Question

What is the equation of the line normal to `f(x)= x^3-e^x` at `x=2`?

Answer 1

`y = (2-x)/(12 - e^2) -8 + e^2`

Explanation:

First, we have to Find the Required Coordinate on which the Normal Line will intersect with the graph.

So, We are given that the point has `x = 2`.

So, The required point is `(2, f(2)) = (2, 2^3 - e^2) = (2, 8 - e^2)`.............(i)

Now, We need to calculate the slope of the graph on that point.

So, The equation of slope for `f(x)` is:

`f'(x) = d/dxf(x) = d/dx(x^3 - e^x) = d/dx x^3 - d/dx e^x = 3x^2 - e^x`

Now. we will just substitute `x = 2` in `f'(x)` to get the slope.

So, The slope of `f(x)` at `x = 2` is:

`f'(2) = 3xx 2^2 - e^2 = 12 - e^2`.

Now, we know, Condition of Perpendicularity of two lines is `m_1m_2 = -1` where `m_1` and `m_2` are the slopes of the lines respectively.

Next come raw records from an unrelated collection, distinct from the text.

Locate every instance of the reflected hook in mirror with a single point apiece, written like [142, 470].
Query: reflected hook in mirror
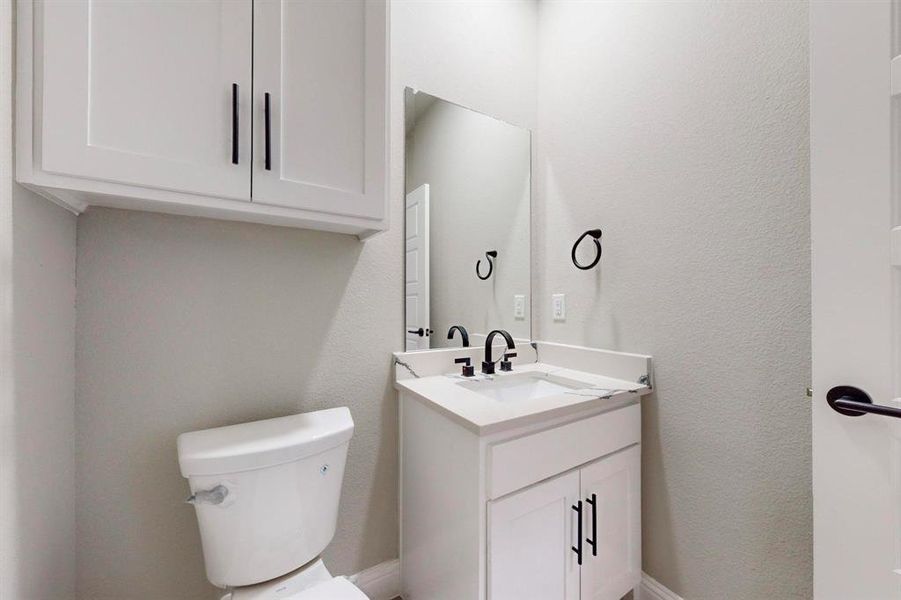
[596, 237]
[488, 255]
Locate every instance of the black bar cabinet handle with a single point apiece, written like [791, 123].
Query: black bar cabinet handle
[854, 402]
[234, 123]
[268, 126]
[593, 542]
[578, 551]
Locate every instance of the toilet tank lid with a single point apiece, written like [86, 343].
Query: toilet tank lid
[260, 444]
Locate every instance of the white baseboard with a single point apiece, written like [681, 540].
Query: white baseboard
[651, 589]
[381, 582]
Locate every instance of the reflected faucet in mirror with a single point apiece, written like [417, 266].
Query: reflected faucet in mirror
[463, 333]
[488, 364]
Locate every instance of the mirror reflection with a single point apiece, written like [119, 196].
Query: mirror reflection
[467, 255]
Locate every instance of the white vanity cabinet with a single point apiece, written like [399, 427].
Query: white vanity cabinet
[497, 515]
[271, 111]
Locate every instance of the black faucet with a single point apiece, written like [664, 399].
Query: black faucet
[488, 364]
[463, 333]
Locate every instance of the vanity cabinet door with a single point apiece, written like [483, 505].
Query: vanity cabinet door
[143, 93]
[320, 98]
[612, 488]
[530, 535]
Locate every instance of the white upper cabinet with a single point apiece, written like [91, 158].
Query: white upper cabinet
[319, 67]
[140, 93]
[162, 105]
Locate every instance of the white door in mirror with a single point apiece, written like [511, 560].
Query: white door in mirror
[558, 302]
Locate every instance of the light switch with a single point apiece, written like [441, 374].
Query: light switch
[519, 306]
[559, 306]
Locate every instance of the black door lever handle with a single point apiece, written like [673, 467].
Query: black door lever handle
[854, 402]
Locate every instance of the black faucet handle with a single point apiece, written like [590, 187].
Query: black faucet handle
[468, 369]
[506, 365]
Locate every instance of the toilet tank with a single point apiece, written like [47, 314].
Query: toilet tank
[266, 493]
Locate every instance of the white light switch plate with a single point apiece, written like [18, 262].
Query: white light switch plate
[519, 306]
[558, 301]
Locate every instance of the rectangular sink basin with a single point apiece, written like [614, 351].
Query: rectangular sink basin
[524, 386]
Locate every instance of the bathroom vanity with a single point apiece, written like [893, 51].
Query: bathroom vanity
[525, 484]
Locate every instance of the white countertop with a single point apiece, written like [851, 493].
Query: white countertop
[484, 415]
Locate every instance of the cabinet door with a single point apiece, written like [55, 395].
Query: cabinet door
[530, 535]
[614, 486]
[322, 65]
[141, 92]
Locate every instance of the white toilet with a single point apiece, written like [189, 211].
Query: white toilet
[266, 495]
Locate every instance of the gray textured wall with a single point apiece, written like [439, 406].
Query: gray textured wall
[37, 374]
[681, 129]
[187, 323]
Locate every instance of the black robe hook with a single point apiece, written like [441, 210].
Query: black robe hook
[596, 235]
[488, 255]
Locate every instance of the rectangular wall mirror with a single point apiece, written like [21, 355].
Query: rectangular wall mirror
[467, 247]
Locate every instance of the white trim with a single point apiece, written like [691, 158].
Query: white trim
[651, 589]
[381, 582]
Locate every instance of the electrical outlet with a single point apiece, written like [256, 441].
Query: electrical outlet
[519, 306]
[558, 301]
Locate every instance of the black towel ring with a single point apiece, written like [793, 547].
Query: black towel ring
[488, 255]
[596, 235]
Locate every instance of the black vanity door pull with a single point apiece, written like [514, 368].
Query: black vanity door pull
[268, 128]
[578, 550]
[854, 402]
[234, 123]
[593, 542]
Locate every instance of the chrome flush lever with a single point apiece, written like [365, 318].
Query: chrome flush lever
[213, 496]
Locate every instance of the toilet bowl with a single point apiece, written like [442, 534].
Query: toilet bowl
[266, 497]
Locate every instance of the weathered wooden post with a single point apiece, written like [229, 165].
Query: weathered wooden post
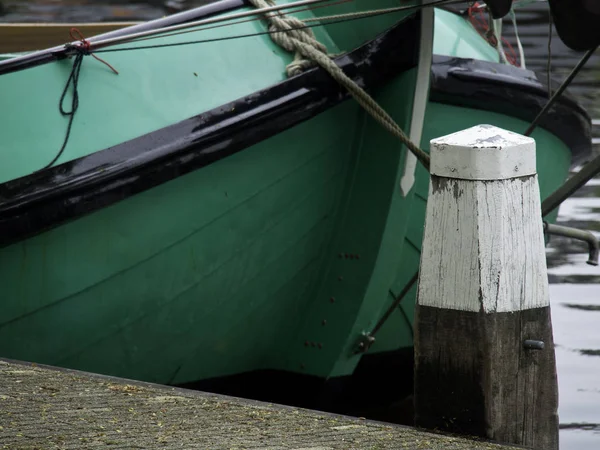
[484, 352]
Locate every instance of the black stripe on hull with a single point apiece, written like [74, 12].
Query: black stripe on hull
[57, 53]
[511, 91]
[38, 202]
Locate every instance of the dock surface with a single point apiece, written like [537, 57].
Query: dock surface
[49, 408]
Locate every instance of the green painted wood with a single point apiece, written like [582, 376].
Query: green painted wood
[553, 161]
[233, 267]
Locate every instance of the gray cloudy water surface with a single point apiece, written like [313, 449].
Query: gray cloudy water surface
[575, 286]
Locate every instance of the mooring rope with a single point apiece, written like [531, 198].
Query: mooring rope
[291, 34]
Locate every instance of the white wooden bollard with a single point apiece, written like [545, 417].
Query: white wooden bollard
[484, 350]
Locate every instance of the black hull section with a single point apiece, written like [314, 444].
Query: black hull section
[45, 199]
[379, 389]
[512, 91]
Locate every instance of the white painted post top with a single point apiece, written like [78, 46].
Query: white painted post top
[483, 152]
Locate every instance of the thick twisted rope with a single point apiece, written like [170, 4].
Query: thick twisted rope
[285, 32]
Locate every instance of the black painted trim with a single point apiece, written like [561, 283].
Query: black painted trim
[57, 53]
[512, 91]
[45, 199]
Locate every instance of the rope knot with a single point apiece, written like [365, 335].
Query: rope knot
[291, 33]
[85, 47]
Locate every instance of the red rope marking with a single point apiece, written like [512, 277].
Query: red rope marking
[85, 44]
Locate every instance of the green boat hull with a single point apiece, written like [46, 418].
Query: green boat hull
[277, 257]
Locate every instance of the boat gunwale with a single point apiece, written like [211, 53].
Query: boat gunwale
[56, 53]
[45, 199]
[483, 85]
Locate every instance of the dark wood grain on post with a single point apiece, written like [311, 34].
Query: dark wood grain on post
[484, 351]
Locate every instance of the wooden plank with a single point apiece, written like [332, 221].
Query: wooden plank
[23, 37]
[44, 407]
[484, 351]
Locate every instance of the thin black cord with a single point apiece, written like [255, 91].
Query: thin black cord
[560, 90]
[262, 33]
[73, 79]
[397, 301]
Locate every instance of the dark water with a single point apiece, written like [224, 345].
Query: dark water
[575, 287]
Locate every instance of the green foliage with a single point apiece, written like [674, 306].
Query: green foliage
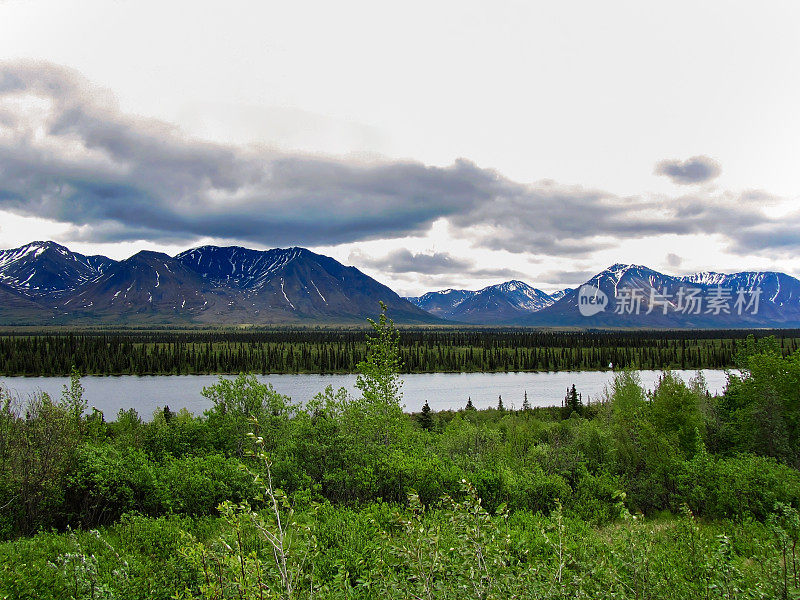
[351, 498]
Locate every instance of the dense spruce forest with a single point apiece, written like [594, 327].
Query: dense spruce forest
[329, 350]
[668, 494]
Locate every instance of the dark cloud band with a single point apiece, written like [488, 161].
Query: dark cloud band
[67, 153]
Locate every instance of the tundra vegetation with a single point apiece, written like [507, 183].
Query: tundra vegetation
[669, 494]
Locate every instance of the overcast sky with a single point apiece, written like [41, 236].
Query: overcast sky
[431, 144]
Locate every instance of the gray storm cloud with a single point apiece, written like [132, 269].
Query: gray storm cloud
[67, 153]
[697, 169]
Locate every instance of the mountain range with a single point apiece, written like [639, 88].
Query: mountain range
[46, 283]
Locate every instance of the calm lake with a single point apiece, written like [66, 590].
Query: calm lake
[442, 390]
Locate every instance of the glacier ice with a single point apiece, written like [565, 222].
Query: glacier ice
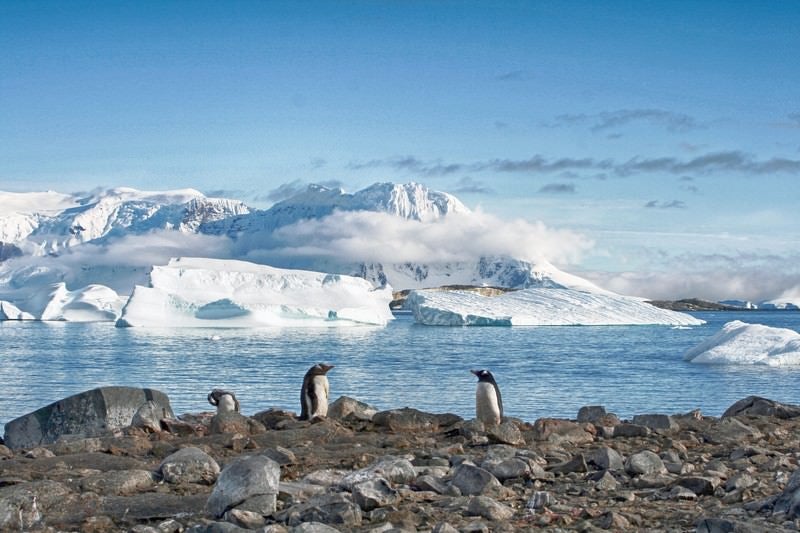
[198, 292]
[742, 343]
[538, 307]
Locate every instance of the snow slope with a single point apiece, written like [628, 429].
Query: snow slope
[197, 292]
[741, 343]
[537, 307]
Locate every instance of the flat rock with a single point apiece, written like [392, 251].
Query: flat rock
[87, 414]
[119, 482]
[410, 420]
[473, 481]
[489, 508]
[243, 478]
[757, 406]
[346, 407]
[559, 431]
[189, 465]
[656, 421]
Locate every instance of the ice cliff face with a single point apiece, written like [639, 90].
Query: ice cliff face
[411, 201]
[42, 223]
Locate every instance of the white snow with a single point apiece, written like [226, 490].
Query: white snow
[93, 303]
[742, 343]
[198, 292]
[538, 307]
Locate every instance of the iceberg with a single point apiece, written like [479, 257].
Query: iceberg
[538, 307]
[93, 303]
[742, 343]
[200, 292]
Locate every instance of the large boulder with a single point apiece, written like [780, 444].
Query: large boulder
[244, 479]
[755, 405]
[87, 414]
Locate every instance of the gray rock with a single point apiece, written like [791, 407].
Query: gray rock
[631, 430]
[326, 477]
[242, 479]
[591, 413]
[189, 465]
[233, 422]
[151, 506]
[655, 421]
[119, 482]
[217, 527]
[25, 506]
[412, 420]
[430, 483]
[539, 500]
[245, 519]
[679, 492]
[508, 469]
[700, 485]
[730, 431]
[313, 527]
[644, 462]
[474, 481]
[280, 455]
[606, 458]
[346, 407]
[394, 469]
[87, 414]
[505, 433]
[606, 482]
[488, 508]
[297, 491]
[576, 464]
[558, 431]
[757, 406]
[788, 502]
[335, 508]
[742, 480]
[148, 416]
[374, 493]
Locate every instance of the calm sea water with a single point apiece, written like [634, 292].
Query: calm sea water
[542, 371]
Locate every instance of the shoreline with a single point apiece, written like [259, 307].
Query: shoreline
[407, 470]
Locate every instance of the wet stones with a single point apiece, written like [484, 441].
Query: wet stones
[243, 479]
[189, 465]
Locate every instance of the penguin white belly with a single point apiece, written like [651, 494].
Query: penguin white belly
[487, 409]
[226, 404]
[321, 388]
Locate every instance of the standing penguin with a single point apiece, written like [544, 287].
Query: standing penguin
[314, 394]
[225, 401]
[488, 402]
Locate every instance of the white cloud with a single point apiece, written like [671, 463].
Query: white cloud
[379, 237]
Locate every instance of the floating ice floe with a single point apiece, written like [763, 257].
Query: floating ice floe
[538, 307]
[93, 303]
[741, 343]
[195, 292]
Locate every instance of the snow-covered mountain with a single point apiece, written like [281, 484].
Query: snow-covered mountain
[410, 201]
[54, 245]
[47, 223]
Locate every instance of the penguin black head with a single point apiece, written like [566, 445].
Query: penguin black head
[484, 375]
[320, 369]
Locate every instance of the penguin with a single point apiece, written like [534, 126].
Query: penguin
[314, 394]
[225, 401]
[488, 402]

So, The slope of our normal line is `-1/(12 - e^2)`.

Now, Let's find the equation.

We know the Slope-Intercept Form of a linear equation is:

`y = mx + c` [Where, `m` is the slope and `c` is the y-intercept.]

In this equation, let's substitute our slope.

So, The equation becomes,

`y = -1/(12 - e^2) xx x + c rArr y = -x/(12 - e^2) + c`.........................(ii)

And, This line must pass through our desired point `(2, 8 -e^2)`.

So, the equation must be satisfied with those values.

So, Now substituting the values of `x` and `y`, solve for `c`.

So, We get,

`8 - e^2 = -2/(12 - e^2) + c rArr c = 2/(12 - e^2) -8 + e^2`.

Now, We will put `c` in eq (ii) to get the answer.

So, We get,

`y = (2-x)/(12 - e^2) -8 + e^2` ........................(iii)

Hope this helps.